伏龍葵一下子愣是不知道淩楓羽想說什麽,想做什麽了。
當見到淩楓羽身後的雲苔。
這個女人的臉還真與自己有這五六分相似。
一起走出去的話,他人還真會以爲是自己的姐妹什麽的呢。
“淩楓羽,她是~”
“她叫伏雲葵,是你的姐姐還是妹妹?”
一個眼神足以讓伏龍葵知道淩楓羽想要做什麽了。
“比我年長,是我的姐姐。”
伏龍葵如此道。
“那正好,帶着你的姐姐到處去看看看吧,十裏街亭也還是不錯的。”
這算是在下命令了吧。
“好的,明白了。”
伏龍葵帶着雲苔去到處走走看看了。
淩楓羽獨自入内,
見到劍狂。
“你的肩膀位置的傷看上去好久沒有愈合了。”
淩楓羽一眼就看出不對勁了。
“哦,這是之前···”
“淵離虬所用之招不可能這麽詭異的,我來看看。”
淩楓羽雙手搭在劍狂的背後。
用自己的内元輔助其療傷。
隻是,傷口是愈合了,淵離虬奇詭的内元卻是依舊在那個位置未曾散去。
但是淩楓羽卻是道:“好了,你動動。”
“多謝。”
劍狂動了動,的确是沒有那種撕裂的疼痛感了,雖然還有一種說不清的酸疼,但也可以正常運動了。
“先不必謝我,弋陽呢?怎麽沒見到他?”
“弋陽從未回來,隻有那兩個女的被他先叫回來了。
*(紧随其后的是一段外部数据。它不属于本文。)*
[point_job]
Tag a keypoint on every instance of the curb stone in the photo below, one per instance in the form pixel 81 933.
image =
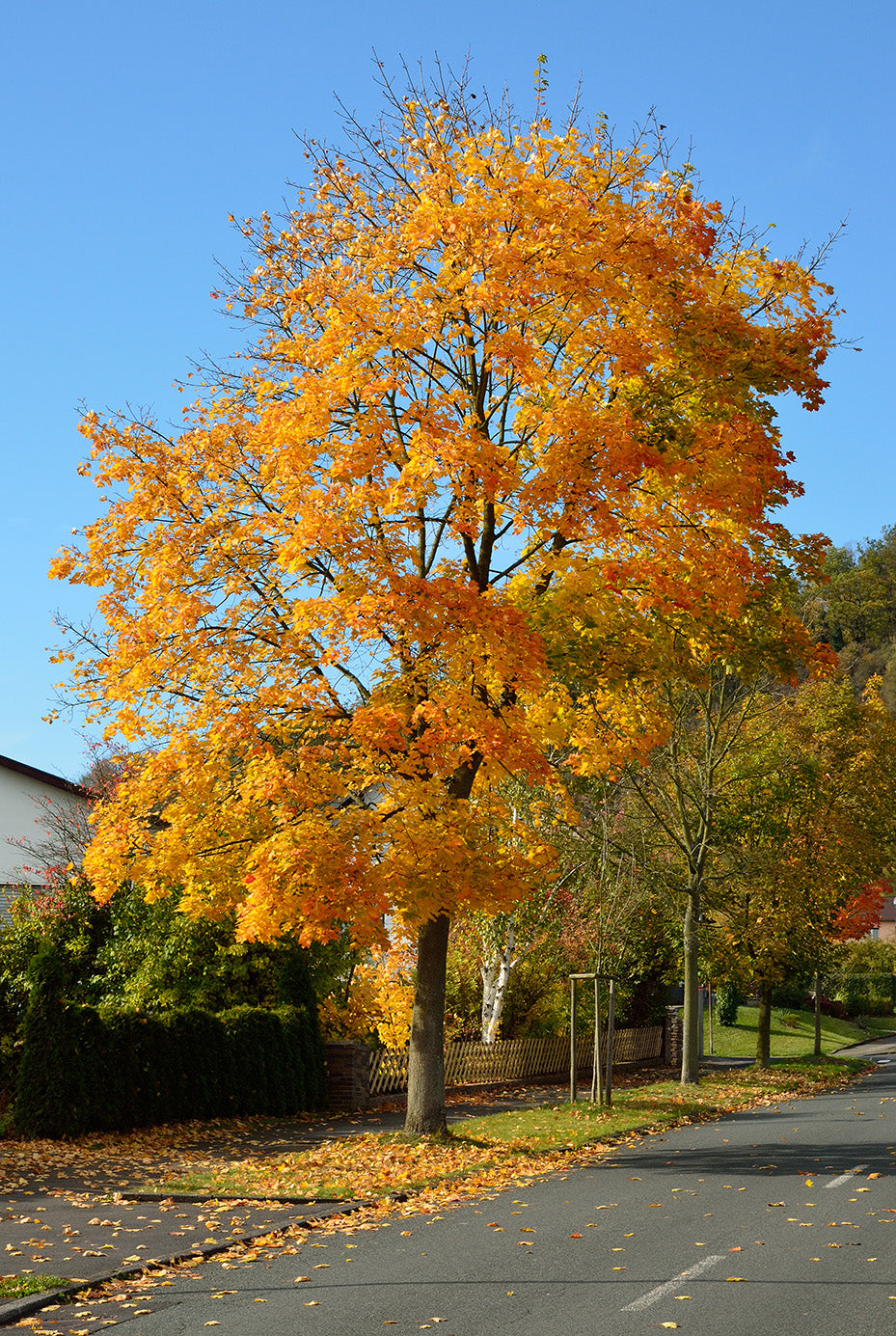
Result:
pixel 14 1309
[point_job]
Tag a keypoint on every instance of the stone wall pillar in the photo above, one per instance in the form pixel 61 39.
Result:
pixel 347 1076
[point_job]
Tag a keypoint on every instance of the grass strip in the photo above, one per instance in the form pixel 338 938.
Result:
pixel 19 1287
pixel 792 1033
pixel 499 1148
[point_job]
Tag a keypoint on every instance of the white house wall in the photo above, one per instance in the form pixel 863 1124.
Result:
pixel 21 818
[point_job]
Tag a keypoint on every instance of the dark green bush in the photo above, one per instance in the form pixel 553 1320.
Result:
pixel 726 1002
pixel 84 1071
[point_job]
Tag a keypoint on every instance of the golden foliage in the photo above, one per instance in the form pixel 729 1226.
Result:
pixel 509 408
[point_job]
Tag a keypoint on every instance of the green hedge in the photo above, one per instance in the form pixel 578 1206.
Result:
pixel 89 1072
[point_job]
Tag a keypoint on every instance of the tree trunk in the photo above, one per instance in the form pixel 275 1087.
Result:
pixel 691 1038
pixel 496 975
pixel 764 1027
pixel 426 1058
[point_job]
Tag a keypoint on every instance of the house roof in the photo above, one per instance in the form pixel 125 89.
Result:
pixel 42 777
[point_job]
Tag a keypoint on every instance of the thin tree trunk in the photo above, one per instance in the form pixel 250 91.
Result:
pixel 426 1057
pixel 691 1038
pixel 496 977
pixel 764 1027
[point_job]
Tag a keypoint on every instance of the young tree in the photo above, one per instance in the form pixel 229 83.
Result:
pixel 509 401
pixel 804 835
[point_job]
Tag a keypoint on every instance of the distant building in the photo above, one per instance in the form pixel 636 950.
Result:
pixel 42 825
pixel 887 929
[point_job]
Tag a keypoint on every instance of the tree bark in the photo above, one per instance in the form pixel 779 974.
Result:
pixel 426 1058
pixel 764 1027
pixel 496 975
pixel 691 1038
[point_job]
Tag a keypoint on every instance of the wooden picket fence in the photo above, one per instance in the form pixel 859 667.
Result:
pixel 510 1059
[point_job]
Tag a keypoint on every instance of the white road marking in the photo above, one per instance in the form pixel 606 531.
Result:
pixel 653 1295
pixel 846 1177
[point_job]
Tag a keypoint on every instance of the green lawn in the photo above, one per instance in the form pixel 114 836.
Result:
pixel 17 1287
pixel 497 1149
pixel 739 1041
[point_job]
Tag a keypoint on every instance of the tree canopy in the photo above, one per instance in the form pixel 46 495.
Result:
pixel 509 408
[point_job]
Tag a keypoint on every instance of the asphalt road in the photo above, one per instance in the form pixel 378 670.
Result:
pixel 776 1221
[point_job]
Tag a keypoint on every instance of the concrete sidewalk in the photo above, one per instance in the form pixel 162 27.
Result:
pixel 93 1224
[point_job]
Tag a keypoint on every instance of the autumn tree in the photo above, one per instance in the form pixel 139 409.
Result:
pixel 509 403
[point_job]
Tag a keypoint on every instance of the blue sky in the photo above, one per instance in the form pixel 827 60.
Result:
pixel 132 131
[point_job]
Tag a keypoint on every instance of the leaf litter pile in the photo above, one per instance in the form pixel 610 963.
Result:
pixel 494 1149
pixel 486 1156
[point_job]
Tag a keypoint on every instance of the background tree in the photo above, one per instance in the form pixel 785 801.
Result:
pixel 854 611
pixel 509 403
pixel 679 792
pixel 812 825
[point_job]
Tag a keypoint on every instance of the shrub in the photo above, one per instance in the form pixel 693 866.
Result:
pixel 83 1071
pixel 726 1002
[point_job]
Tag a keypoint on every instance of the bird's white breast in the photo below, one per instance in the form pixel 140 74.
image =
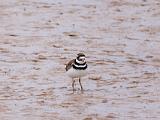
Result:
pixel 73 73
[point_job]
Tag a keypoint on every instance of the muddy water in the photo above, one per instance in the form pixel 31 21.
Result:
pixel 121 39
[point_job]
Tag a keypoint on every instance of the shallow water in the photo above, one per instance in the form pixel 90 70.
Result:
pixel 120 40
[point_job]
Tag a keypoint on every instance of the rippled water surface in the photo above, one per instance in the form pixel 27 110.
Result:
pixel 121 39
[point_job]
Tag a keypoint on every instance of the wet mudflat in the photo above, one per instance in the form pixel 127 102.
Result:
pixel 121 39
”
“他都沒有交代去哪裏了?”
“說是去南域了。”
南域。
南域有什麽好去的。
有。
西域也有問題,但是沒有人去西域。
這是什麽原因呢?
管不着。
出現了這麽多的插曲,也該幹正事了。
第一件事。
魔城。
當然了,肯定不是自己上魔城滅人家滿門,自己師父做不到,更何況下現在修爲不如自己師父的自己了。
打草驚蛇而已。
分離六皇,給遊玄制造機會,讓其能夠誅殺其中一個。
然後對付魔城。
對付完魔城,就該是九嬰,九嬰過後,是四劍閣的事情。
淩楓羽内心裏早就一樣一樣地把事情計劃安排好了。
隻要不是有很大的意外出現,就是這樣的腳步。
畢竟,四神器裏,唯有槍是淩楓羽知道去哪裏找尋,其餘的還需要時間的磨砂。
“你是淩楓羽,應該是雲海樓的二把手之類的···”
劍狂說着。
可淩楓羽沒有聽着。
這家夥,在說什麽啊。
“雲海深會去封劍樓。”
一番自我推論後。
劍狂如此道。
“啊?就這?”
“嗯,就這,原本隻是琴筝鳴讓我去跟雲海深說得,但是作爲劍者,自然是對傳說中的封劍樓有所知曉的,裏面~,人要有自己的想法的。琴筝鳴沒說不能告訴你,所以我就說了。”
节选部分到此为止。